3 Ways to Help Loved One Who Has Eating Disorder

woman chomping on a whole pizzaColorado is one of the states that have the highest incidents of eating disorders (ED) among adolescents in the country. Despite its prevalence, many are still confused about the problem.

Because unlike coughs or colds that have clear-cut symptoms, EDs are much harder to qualify, with some family members of sufferers thinking that it’s just a diet taken to the extreme.

This is why it’s important for relatives to take note of changes in eating habits of loved ones and know the symptoms of ED so you can take proactive action. If you suspect eating disorders, here’s how you can help your loved one:

Learn as much as you can about the health problem

The more that you know about ED, the better you can communicate with your loved one. Aside from the symptoms of each type of ED, you must learn about the misconceptions attached to this health problem, since a lot of misguided advice and miscommunication come from here.

Keep in mind that because ED is a compulsive disorder, they become more serious over time. That’s why early intervention is important.

When you see early signs of the problem, it’s best to take loved ones to a center for eating disorder; Colorado Springs health experts from EDCare will recommend a unique treatment plan to address the eating disorder.

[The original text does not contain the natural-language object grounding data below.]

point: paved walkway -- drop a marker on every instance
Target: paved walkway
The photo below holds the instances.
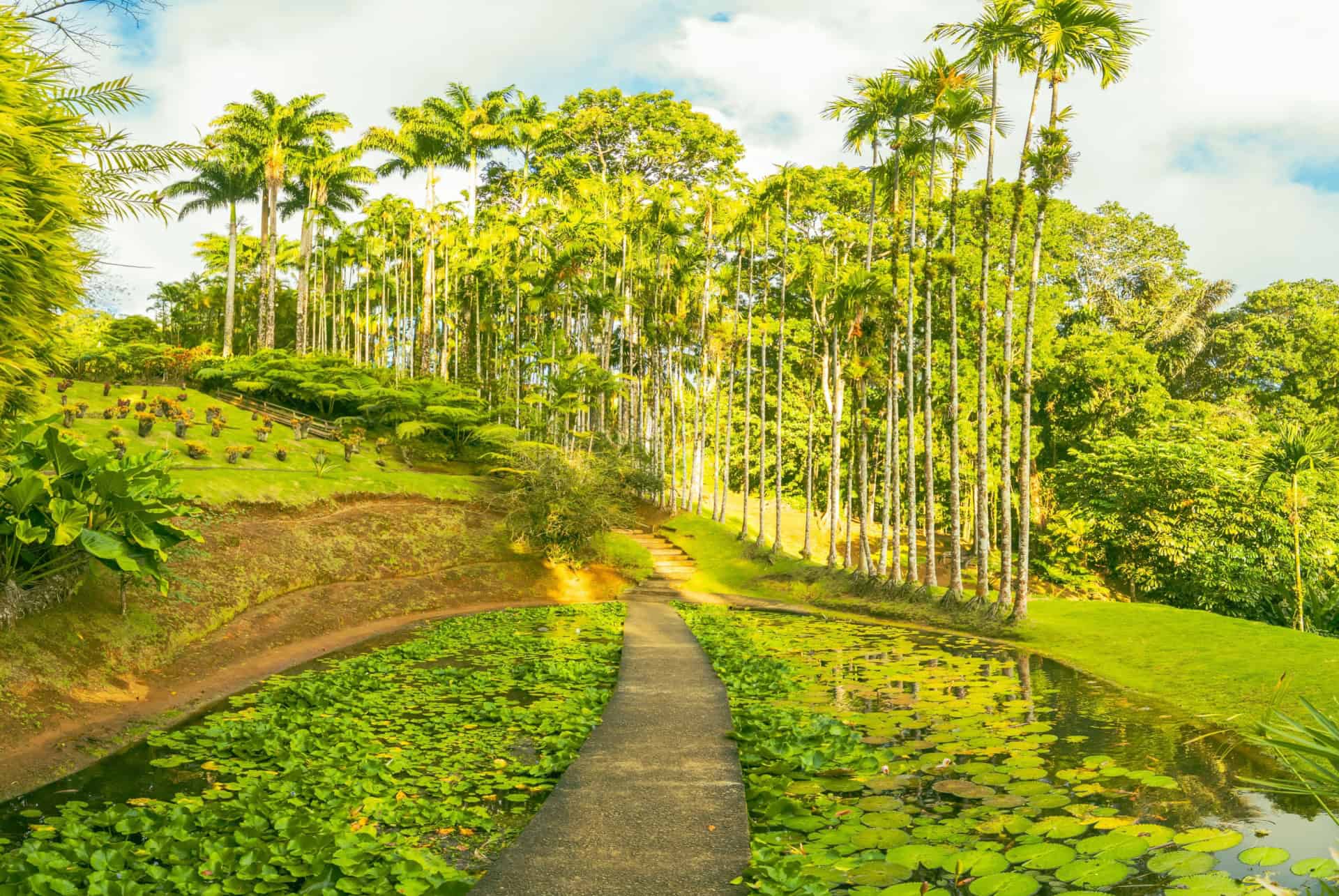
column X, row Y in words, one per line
column 655, row 803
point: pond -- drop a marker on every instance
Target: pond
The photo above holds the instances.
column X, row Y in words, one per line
column 882, row 760
column 401, row 766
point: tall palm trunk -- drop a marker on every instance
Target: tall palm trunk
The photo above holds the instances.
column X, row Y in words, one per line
column 981, row 539
column 781, row 356
column 231, row 296
column 1006, row 599
column 743, row 512
column 928, row 423
column 303, row 286
column 914, row 568
column 1299, row 619
column 1024, row 460
column 835, row 375
column 955, row 496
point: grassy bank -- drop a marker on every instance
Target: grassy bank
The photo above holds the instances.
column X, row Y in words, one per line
column 1225, row 671
column 262, row 478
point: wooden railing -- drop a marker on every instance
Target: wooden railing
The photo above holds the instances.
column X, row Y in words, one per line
column 280, row 414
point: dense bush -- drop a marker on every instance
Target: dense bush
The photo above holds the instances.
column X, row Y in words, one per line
column 560, row 504
column 1174, row 516
column 65, row 504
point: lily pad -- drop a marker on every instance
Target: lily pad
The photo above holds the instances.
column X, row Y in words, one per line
column 1093, row 872
column 1181, row 863
column 1208, row 839
column 1263, row 856
column 1006, row 884
column 1041, row 856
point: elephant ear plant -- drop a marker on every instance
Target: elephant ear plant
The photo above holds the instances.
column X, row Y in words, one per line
column 65, row 506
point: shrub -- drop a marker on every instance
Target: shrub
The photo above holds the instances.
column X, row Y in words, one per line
column 559, row 506
column 91, row 506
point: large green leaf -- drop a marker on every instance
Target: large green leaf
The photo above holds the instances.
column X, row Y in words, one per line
column 67, row 519
column 110, row 549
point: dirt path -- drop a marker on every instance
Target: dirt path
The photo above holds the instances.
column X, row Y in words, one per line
column 655, row 801
column 268, row 638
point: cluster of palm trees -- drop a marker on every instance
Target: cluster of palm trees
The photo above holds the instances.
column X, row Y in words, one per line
column 612, row 276
column 939, row 110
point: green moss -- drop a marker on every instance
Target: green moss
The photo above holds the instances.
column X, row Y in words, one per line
column 1227, row 671
column 624, row 555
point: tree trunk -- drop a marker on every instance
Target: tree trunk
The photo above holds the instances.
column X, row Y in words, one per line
column 231, row 296
column 928, row 423
column 1006, row 599
column 982, row 539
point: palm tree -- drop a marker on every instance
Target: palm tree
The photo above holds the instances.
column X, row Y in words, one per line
column 935, row 77
column 964, row 117
column 328, row 181
column 218, row 184
column 998, row 33
column 478, row 128
column 267, row 133
column 879, row 110
column 1292, row 452
column 1097, row 36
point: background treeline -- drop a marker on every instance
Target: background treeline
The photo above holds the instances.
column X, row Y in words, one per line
column 979, row 374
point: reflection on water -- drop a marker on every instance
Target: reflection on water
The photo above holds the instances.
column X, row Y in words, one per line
column 130, row 773
column 899, row 685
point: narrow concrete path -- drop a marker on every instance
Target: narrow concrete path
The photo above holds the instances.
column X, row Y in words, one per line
column 671, row 567
column 655, row 803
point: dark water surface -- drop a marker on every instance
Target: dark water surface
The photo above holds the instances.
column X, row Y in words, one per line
column 1088, row 717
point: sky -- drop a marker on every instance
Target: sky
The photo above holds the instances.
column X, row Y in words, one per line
column 1225, row 128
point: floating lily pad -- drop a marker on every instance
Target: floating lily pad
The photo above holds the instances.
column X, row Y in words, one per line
column 1093, row 872
column 963, row 789
column 1181, row 863
column 1041, row 856
column 1208, row 839
column 1264, row 856
column 1006, row 884
column 1315, row 868
column 1117, row 845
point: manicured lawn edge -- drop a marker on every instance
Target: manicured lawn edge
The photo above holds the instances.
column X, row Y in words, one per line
column 1225, row 673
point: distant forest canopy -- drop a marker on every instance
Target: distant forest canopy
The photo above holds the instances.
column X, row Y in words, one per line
column 978, row 374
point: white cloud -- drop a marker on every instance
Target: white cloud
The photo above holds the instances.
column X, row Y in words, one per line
column 1205, row 78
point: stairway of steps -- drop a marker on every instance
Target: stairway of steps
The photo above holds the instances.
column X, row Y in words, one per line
column 671, row 567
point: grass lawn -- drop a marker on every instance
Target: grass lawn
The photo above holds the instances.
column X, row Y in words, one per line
column 1227, row 671
column 263, row 477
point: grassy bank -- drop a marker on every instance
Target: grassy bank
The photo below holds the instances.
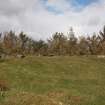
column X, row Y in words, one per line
column 54, row 81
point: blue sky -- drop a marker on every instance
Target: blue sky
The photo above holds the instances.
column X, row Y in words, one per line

Talk about the things you observe

Rather than the things your loved one is doing. Instead of straight out asking them, “why aren’t you eating anymore?” say, “I just noticed you skipped dinner for a couple of nights now. Is there something wrong?”

The former statement gives the impression that your loved one did something wrong, which would instantly make the person put up walls against you. The latter focuses on what you observe; something your loved one wouldn’t be able to invalidate.

Moreover, it’s letting the person know that you’re willing to listen if indeed there’s something wrong they want to share.

Create a safe space

A lot of times, ED sufferers don’t sound off precisely because there’s stigma around them. They feel that they would be shamed and blamed for not being able to control their eating habits and urges. They would rather isolate themselves than ask for help and be seen as weak or different.

Given that, it’s important to reassure your loved one that they won’t be humiliated for whatever problem they may have. Remind them that ED is not their fault, but a combination of all other factors, which is why getting treatment is important.

ED is a serious health problem. Encourage loved ones to seek medical help.